We have been raising American Guinea Hogs for several years now and it is time for a change. We have enjoyed these little guys and gotten a lot of benefits from having them around, but hogs are work. If you've ever tried to keep a sow who is about to farrow from building a nest where she wants to, you'll understand what I mean. They are strong-willed and intelligent, which sometimes makes them difficult to contain, but also makes them good mothers and excellent barnmates for the other animals. The chickens share a space with them and have no gripes (at least none they've ever told me). The cow has decided that she would rather be in the pigs' pasture than in her own, so they are now buddies as well.
We are ready to re-home our herd. The mature animals are Brutus, Charlotte, and Rita. Brutus is a mature intact boar that weighs around 325lbs and has sired many litters for us. Charlotte will be farrowing soon, and Rita has four sucklings that are ready to be weaned. Finally, there are two little ones remaining from this spring's farrowing. They are around 50 lbs.

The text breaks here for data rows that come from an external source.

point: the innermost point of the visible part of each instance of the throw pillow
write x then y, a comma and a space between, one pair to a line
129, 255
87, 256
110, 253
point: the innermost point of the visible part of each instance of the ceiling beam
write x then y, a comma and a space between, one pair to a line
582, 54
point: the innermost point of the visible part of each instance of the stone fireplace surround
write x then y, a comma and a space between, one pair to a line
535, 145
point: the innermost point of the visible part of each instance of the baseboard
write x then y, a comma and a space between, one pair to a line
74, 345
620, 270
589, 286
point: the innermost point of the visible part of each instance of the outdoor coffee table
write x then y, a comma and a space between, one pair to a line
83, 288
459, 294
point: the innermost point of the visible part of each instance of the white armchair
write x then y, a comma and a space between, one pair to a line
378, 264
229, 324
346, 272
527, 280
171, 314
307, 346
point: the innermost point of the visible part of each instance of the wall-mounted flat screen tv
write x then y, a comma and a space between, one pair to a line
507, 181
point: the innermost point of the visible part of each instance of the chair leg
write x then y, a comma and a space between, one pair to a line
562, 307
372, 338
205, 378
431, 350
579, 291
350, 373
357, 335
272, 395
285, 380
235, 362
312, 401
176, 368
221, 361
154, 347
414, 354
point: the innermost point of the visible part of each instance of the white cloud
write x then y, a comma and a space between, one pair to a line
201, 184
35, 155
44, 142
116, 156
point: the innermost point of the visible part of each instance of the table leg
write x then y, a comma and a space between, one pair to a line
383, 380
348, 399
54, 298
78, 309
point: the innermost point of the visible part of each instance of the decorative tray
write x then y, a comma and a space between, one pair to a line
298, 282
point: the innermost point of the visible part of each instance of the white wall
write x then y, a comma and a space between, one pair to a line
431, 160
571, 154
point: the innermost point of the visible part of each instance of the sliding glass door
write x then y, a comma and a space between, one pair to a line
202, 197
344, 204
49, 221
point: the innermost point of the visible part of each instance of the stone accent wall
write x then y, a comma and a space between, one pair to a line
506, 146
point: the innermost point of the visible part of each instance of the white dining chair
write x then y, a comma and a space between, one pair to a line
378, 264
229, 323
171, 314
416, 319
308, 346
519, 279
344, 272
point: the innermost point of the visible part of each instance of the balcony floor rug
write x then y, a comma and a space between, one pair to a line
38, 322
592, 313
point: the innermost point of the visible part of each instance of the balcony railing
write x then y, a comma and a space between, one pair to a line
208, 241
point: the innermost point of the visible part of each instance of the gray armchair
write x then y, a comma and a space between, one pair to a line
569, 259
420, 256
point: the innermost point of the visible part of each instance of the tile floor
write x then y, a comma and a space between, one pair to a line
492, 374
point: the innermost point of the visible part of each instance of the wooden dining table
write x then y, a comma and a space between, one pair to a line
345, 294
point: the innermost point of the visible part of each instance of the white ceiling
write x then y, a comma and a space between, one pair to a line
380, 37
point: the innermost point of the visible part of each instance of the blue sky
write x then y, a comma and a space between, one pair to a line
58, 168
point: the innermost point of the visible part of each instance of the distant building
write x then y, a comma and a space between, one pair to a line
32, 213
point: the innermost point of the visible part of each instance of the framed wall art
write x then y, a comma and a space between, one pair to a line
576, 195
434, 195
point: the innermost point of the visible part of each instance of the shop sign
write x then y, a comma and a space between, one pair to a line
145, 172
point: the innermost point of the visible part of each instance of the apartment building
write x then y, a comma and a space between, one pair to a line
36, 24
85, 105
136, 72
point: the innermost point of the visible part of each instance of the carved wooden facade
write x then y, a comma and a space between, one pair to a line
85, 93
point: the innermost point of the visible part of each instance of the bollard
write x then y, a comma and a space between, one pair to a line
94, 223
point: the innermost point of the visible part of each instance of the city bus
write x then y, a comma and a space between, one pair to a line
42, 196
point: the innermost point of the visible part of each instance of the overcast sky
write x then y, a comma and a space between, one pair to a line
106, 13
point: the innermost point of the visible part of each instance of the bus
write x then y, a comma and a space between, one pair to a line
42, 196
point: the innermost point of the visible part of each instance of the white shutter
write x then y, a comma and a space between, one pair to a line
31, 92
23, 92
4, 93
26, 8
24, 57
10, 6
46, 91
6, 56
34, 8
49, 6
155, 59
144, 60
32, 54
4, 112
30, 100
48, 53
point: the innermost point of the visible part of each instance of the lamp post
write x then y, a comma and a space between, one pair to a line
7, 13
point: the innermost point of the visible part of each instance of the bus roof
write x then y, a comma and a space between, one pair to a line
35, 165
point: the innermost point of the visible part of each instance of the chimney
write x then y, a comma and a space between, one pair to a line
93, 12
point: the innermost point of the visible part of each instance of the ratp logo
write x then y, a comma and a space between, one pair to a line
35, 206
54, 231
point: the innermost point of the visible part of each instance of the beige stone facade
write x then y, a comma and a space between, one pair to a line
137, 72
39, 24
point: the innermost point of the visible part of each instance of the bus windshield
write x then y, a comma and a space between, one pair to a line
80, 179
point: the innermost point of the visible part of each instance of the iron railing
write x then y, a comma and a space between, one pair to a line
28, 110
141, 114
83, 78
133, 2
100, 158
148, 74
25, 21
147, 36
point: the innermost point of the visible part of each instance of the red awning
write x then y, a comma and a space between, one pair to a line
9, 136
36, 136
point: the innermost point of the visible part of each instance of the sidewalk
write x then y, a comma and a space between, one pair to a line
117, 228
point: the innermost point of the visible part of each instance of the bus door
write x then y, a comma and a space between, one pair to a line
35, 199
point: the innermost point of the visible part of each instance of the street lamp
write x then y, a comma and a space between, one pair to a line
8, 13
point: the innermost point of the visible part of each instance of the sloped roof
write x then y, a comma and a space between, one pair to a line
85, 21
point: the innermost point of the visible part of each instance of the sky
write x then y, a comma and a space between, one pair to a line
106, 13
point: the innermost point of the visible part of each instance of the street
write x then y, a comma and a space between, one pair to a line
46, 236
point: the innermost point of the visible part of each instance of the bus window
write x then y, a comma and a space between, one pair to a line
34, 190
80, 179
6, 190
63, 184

If you are looking to get into hogs, or ever thought you might want to try, this is your chance. If you ring their noses, they'll graze pasture like a cow. I didn't believe it either, until I saw it with my own eyes. If you feed these hogs free-choice feed, you'll get some round little lard balls. They need pasture.
If you don't ring their noses, they'll graze it down and then turn it over. They are trained to a wire, so I can move them around easily. I have put them in the garden in the fall and they took it down to bare dirt in a matter of days. They are excellent little bulldozers.
What will we be doing instead, you ask? We will be adding some more cows to keep Ginny company. So even if it's not a saying, at least here at the farm, beef is the new pork. I think it will catch on.